In this respect it is important to remark that next to the change in the oil price, its absolute level matters as well. The latter is a crucial determinant of the incidence of bankruptcies in the energy sector and fiscal sustainability in the oil-producing EM countries. In combination with the aforementioned global growth worries fuelled by falling oil prices, all this has the potential to put global risk appetite on a negative bandwagon that can create its own negative growth reality if left unchecked.
Stabilisation in oil and exchange rates seems a precondition
The big question is thus if and when this negative bandwagon will be stopped. To get some kind of grip on this question we compare the situation to the experience of August 2015. Stabilisation in global risk appetite will be difficult to obtain as long as there are still sharp movements in oil and exchange rates. Starting with exchange rates, the dollar appreciation since mid-2014 clearly acted as a catalyst for the August 2015 turmoil because of EM reliance on dollar funding. We think we are unlikely to see a repeat of the 20% rise in the trade-weighted US dollar over the past 18 months. Back in August, the stabilization in the yuan-dollar exchange rate arguably played an important role in restoring sentiment. For now it is still an open question how far China will allow the yuan to depreciate against the dollar. As far as oil is concerned the movements seen between June and August as well as between late October and now are more or less similar (around 30% down). Another move of similar magnitude does not seem likely but we may not have seen the bottom yet.
Global economy has so far been resilient
The strength of EM and global economic momentum heading into the financial market turmoil is clearly very important. In this respect, several indicators of EM momentum suggest that it is at a somewhat better level than seen back in August. At any rate, the global PMI has remained in a pretty narrow range since the spring of last year, after a moderate decline from the levels seen in early 2015. As such, the PMI continued to indicate global growth in the 2.5%-3% range over the nine months to December. An important lesson from the August turmoil is the resilience of DM space with respect to weakness in EM space and the rise in global risk aversion. Business and consumer confidence was hardly affected by all this (especially so in Europe) which resulted in a general continuation of positive trends in hiring and consumer spending data.

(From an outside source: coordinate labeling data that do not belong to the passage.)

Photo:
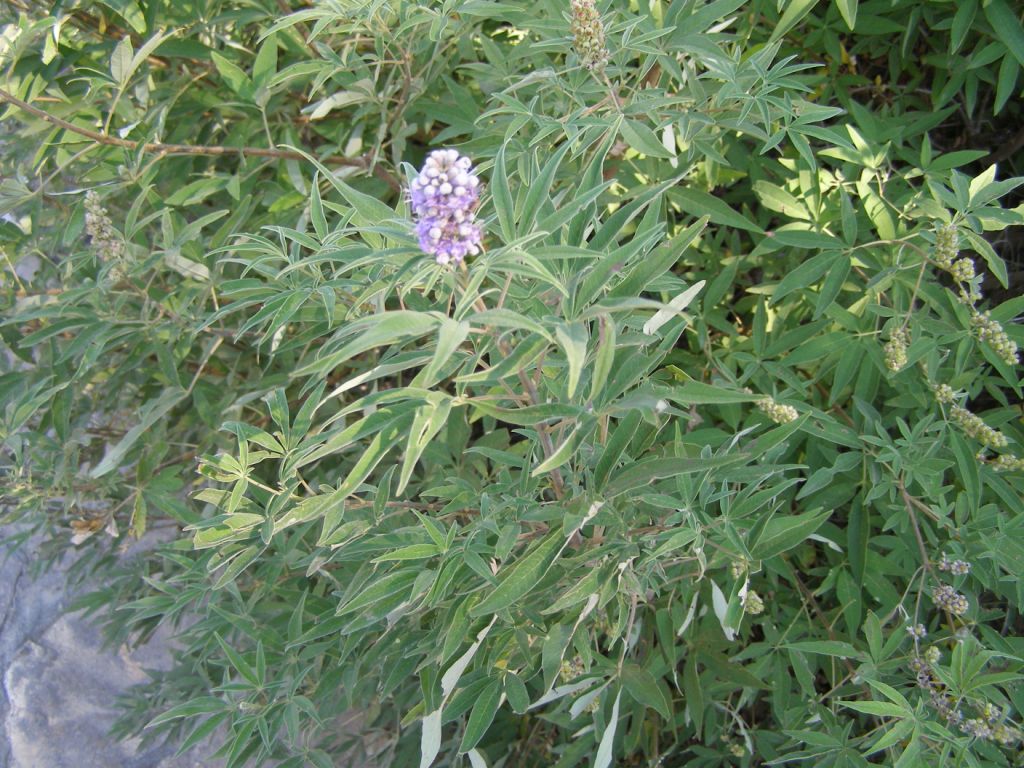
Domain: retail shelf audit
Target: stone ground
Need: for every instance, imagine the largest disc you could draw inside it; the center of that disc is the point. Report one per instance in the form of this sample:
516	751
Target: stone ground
59	683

Still no pressing need for China to start deleveraging
China is clearly at the epicentre of EM in many respects. Not only is it the largest EM economy but it is also by far the biggest driver of the increase in the EM debt pile. The combination of slowing growth momentum and a rising debt-to-GDP ratio would suggest that the need to start deleveraging actively should become more pressing over time. At some point it probably will but we may still be a few years removed from that. It seems that the Chinese authorities are willing to kick the debt can down the road for a while yet. After all, China does not depend on foreign funding. It also has a large pool of FX reserves which it can use to manage the exchange rate, ongoing capital controls and ample liquidity/recapitalizing tools to support the domestic banking system.
Adding it all up, at this point in time the situation looks less severe than it was in August, although the wild cards reside very much in EM space where a mix of self-fulfilling processes and policy mistakes could make matters much worse than in August.